Anteriormente, pensaba que ni siquiera el “loto blanco” podría burlarse de ti, pero ahora ha aprendido que incluso existen hombres así.
—¿Crees que si Seraphina viera tu verdadera naturaleza, seguiría asociándose contigo?
—A Desmond le disgustaba tratar con Keith, y gente así solo le disgustaba.
—Esa es mi preocupación, no la tuya —respondió Keith con suficiencia—.
Aunque yo no esté en el panorama, Presidente Fairchild, ¿crees que puedes recuperar a Seraphina?
Los ojos de Desmond destellaron con desdén, su tono confiado:
—Ya sea que estés aquí o no, ella es la que debo tener.
—El Sr.
Hughes esperará y verá entonces —.
Keith rió ligeramente, evidentemente dudando de las palabras de Desmond.
Por lo que sabía sobre Seraphina, las acciones pasadas de Desmond eran como puñales en su memoria.
Seraphina nunca volvería atrás.
De lo contrario, no le habría dado la espalda fría a Desmond durante tanto tiempo.
—Aunque no sea yo, no serás tú.
Le aconsejaría al Joven Maestro Hughes que se mantenga humilde —.
Desmond permaneció estoico, sin inmutarse por la burla de Keith.
Después de separarse, Desmond regresó directamente al Grupo Cloudsea.
Pensando en lo que Keith había dicho, el ceño de Desmond se frunció, rodeado de frialdad y agitación.
Quentin Jennings inicialmente pretendía preguntar qué había sucedido, pero al verlo así, entendió claramente.
Esto era obviamente una humillación, de lo contrario, no estaría tan furioso.
Después de prepararse mentalmente, Quentin llamó a la puerta:
—Maestro Fairchild, hay avances en la situación de la Isla Diamante, ¿es buen momento para informar?
—¡Lárgate!
Acompañado de un rugido de ira, Quentin atrapó la carpeta que le arrojaron, visiblemente aterrorizado.
—¡Sí, me voy inmediatamente!
—Claramente, el Maestro Fairchild estaba de muy mal humor hoy, intratable.
No pudo evitar preguntarse, ¿qué hizo Seraphina para molestarlo tanto?
Desmond Fairchild no era alguien que se enojara fácilmente, cuanto más calmado estaba cuando quería matar, más inexplicablemente enojado estaba ahora.
Quentin pensó así, por lo que regresó dos horas después con otro informe.
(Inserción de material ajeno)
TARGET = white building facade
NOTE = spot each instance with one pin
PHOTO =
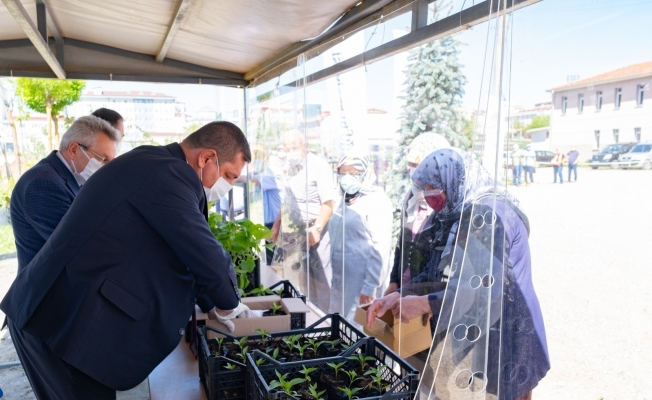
(614, 107)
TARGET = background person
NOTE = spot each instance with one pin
(361, 234)
(112, 117)
(460, 187)
(558, 165)
(573, 158)
(132, 255)
(45, 192)
(529, 163)
(517, 162)
(310, 197)
(413, 244)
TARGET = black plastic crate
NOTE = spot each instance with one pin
(221, 383)
(297, 320)
(403, 379)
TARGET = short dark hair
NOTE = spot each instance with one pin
(223, 137)
(110, 116)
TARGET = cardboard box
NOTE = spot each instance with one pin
(274, 323)
(414, 337)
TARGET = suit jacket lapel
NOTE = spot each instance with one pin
(177, 152)
(64, 172)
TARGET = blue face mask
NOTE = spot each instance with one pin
(350, 184)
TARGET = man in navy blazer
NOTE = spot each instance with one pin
(45, 192)
(108, 296)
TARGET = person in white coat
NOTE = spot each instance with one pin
(361, 235)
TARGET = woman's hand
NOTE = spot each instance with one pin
(393, 286)
(380, 306)
(364, 299)
(411, 307)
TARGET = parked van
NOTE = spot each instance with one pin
(640, 156)
(608, 157)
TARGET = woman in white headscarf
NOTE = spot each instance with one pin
(361, 233)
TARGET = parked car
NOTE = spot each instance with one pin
(640, 156)
(544, 155)
(608, 157)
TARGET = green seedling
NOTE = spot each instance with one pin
(307, 371)
(314, 344)
(276, 308)
(349, 392)
(362, 360)
(333, 343)
(312, 389)
(261, 291)
(283, 383)
(243, 354)
(301, 349)
(353, 376)
(273, 351)
(265, 336)
(291, 340)
(336, 367)
(242, 341)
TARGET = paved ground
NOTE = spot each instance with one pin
(591, 247)
(592, 252)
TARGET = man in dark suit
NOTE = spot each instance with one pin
(45, 192)
(109, 294)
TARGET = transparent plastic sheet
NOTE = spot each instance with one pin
(488, 339)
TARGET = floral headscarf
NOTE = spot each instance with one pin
(463, 180)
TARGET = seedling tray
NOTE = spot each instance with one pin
(297, 320)
(400, 379)
(221, 383)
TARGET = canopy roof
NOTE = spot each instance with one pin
(189, 41)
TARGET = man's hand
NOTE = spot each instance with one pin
(225, 317)
(393, 286)
(364, 299)
(380, 306)
(411, 307)
(314, 236)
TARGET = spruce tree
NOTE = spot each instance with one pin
(434, 87)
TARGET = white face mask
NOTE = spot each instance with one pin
(219, 189)
(294, 157)
(91, 168)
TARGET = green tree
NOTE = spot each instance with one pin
(49, 97)
(539, 121)
(434, 87)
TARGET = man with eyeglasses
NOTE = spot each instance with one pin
(45, 192)
(109, 295)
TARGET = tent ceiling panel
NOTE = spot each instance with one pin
(9, 28)
(215, 41)
(238, 35)
(135, 25)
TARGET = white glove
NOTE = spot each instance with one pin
(241, 311)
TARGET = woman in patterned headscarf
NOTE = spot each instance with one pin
(481, 245)
(360, 236)
(413, 244)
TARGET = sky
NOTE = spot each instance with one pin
(551, 40)
(554, 39)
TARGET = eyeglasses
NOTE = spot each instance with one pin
(103, 160)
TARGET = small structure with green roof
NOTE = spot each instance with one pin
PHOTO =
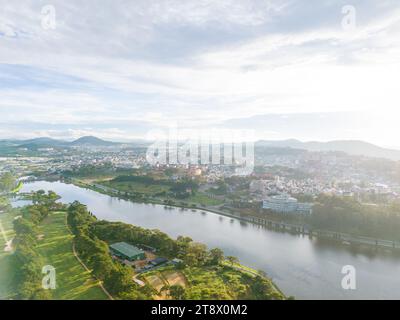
(126, 251)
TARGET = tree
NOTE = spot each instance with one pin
(232, 260)
(177, 292)
(7, 182)
(216, 256)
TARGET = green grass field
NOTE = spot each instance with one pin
(7, 289)
(136, 187)
(73, 282)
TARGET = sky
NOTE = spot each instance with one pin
(310, 69)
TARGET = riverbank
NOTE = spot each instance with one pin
(342, 238)
(303, 267)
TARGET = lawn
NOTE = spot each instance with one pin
(73, 282)
(7, 290)
(203, 200)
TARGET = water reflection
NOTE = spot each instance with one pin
(301, 266)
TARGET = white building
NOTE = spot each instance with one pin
(285, 204)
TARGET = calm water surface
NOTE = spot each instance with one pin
(303, 267)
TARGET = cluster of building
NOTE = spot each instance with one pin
(286, 204)
(140, 259)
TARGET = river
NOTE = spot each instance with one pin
(302, 267)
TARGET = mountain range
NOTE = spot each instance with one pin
(352, 147)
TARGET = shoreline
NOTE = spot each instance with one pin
(344, 239)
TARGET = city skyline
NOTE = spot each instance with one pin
(123, 70)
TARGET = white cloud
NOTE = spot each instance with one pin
(118, 63)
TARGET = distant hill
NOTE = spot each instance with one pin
(92, 141)
(353, 147)
(44, 142)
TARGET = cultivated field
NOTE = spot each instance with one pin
(73, 281)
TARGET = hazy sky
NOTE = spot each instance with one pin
(284, 68)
Sin embargo, todavía fue recibido con una carpeta voladora y la furiosa orden de Desmond de “largarse”.
Desconcertado, no tuvo más remedio que llamar a Seraphina para pedir consejo.
Seraphina explicó casualmente y luego preguntó a Quentin:
—¿Crees que están locos?
¿Tienen algún rencor privado?
¿Por qué pelean cada vez que se encuentran, especialmente Desmond, es extraño.
El senior no lo provocó, pero él comienza con una voz maliciosa, no tengo idea de qué está tramando.
—Hermana, ¿no entiendes por qué no se llevan bien?
—Quentin casi puso los ojos en blanco—.
¿Seraphina no podía ser tan ingenua, verdad?
¡Cualquiera podía ver que Keith gustaba de ella!